Discussion and conclusion

Our case suggests that VNS may have utility in patients with LBD. The efficacy of adjunctive VNS is well established in adults and adolescents with partial epilepsy with or without secondary generalization, as well as in patients with Lennox–Gastaut syndrome [9-11]. According to the four published cases in the literature so far, VNS has also been shown to be useful for GTCSs and SE in patients with PMEs — ULD, MERRF, and Gaucher's disease (with the last disease being a rarer case of PME). However, in three of those cases, VNS did not control myoclonus, cerebellar symptoms, and mental retardation. Like the patients studied in the literature, our patient was followed for one year and benefited from VNS with marked reduction of GTCSs and SE. In addition, our patient showed reduction of myoclonus and improvement in cerebellar abnormalities. The explanation could lie not only in the different etiology of PMEs but also in the differences in VNS parameter settings between the patients. In the two recently published cases by A. Fujimoto et al. [7] (one case with MERRF and one case with Gaucher's disease), the duty cycle was set to a 30-Hz signal frequency, a 500-ms pulse width, a 30-second on-time, and a 5-minute off-time. In our patient with LBD, we managed to reduce the myoclonus by gradually changing the duty cycle to 7 s of on-time and 0.3 min of off-time (other parameters such as signal frequency and pulse width were the same in all three patients). The final dosing increments of VNS in our patient and in the other two patients were 2 mA, 1.25 mA, and 1.5 mA, respectively.

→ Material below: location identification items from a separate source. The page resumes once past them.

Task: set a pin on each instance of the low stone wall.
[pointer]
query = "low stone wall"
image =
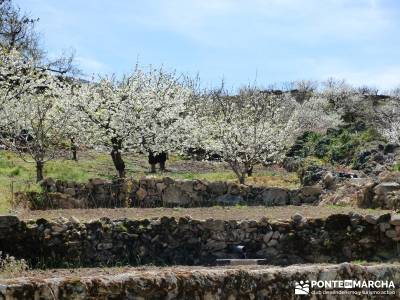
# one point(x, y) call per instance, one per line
point(212, 283)
point(368, 192)
point(166, 192)
point(338, 238)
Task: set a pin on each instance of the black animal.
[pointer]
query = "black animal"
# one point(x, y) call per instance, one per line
point(159, 158)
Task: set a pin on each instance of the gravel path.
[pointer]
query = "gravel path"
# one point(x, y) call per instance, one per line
point(201, 213)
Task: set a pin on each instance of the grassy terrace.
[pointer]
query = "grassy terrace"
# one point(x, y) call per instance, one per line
point(17, 175)
point(201, 213)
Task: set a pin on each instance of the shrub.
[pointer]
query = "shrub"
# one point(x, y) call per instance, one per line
point(10, 266)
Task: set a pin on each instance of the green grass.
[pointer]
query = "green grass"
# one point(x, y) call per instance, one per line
point(18, 175)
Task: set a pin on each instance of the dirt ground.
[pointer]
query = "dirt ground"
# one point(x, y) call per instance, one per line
point(154, 270)
point(201, 213)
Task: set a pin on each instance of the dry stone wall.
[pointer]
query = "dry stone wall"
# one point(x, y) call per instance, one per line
point(338, 238)
point(153, 192)
point(258, 283)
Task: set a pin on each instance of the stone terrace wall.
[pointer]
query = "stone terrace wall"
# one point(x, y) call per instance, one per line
point(338, 238)
point(200, 283)
point(152, 192)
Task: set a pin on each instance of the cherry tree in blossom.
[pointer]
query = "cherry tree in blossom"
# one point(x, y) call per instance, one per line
point(33, 114)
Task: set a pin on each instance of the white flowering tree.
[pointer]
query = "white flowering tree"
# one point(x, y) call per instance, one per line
point(246, 129)
point(164, 120)
point(15, 76)
point(314, 114)
point(105, 109)
point(33, 115)
point(143, 112)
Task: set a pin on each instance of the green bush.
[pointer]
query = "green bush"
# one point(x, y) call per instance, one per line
point(337, 146)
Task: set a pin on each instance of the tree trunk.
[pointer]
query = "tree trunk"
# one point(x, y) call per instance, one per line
point(250, 171)
point(39, 171)
point(74, 149)
point(152, 162)
point(162, 165)
point(116, 156)
point(163, 158)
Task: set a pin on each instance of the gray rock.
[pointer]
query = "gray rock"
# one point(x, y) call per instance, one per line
point(217, 187)
point(329, 180)
point(267, 237)
point(275, 196)
point(297, 218)
point(395, 220)
point(371, 219)
point(8, 221)
point(391, 233)
point(384, 226)
point(229, 199)
point(311, 190)
point(272, 243)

We want to emphasize the positive effects of VNS for patients with LBD in reducing GTCSs, status epilepticus, myoclonus, and cerebellar symptoms. To our knowledge, this is the first such reported case. Vagus nerve stimulation therapy may be considered a treatment option for the different clinical entities of PME. Further clinical studies with a larger number of patients are needed to confirm the clinical effects produced by chronic vagus stimulation in patients with progressive myoclonus epilepsies.

Ethics in publishing

All the investigations and treatment of the patient presented in this paper were evaluated and approved by the Ethics Committee of the University Hospital Centre Zagreb, Croatia.

Conflict of interests

The authors declare that they have no conflict of interests.

Authors' contributions

All authors stated above made substantive intellectual contributions to this published case report. SH treated the patient and wrote the article; ZPG treated the patient and wrote the article; FB performed genetic testing; SN participated in the treatment of the patient and helped to draft the manuscript; GM operated on the patient; KG participated in performing genetic testing; VS participated in the treatment of the patient; IK participated in the treatment of the patient; and ABK helped to draft the manuscript.

All authors read and approved the final manuscript.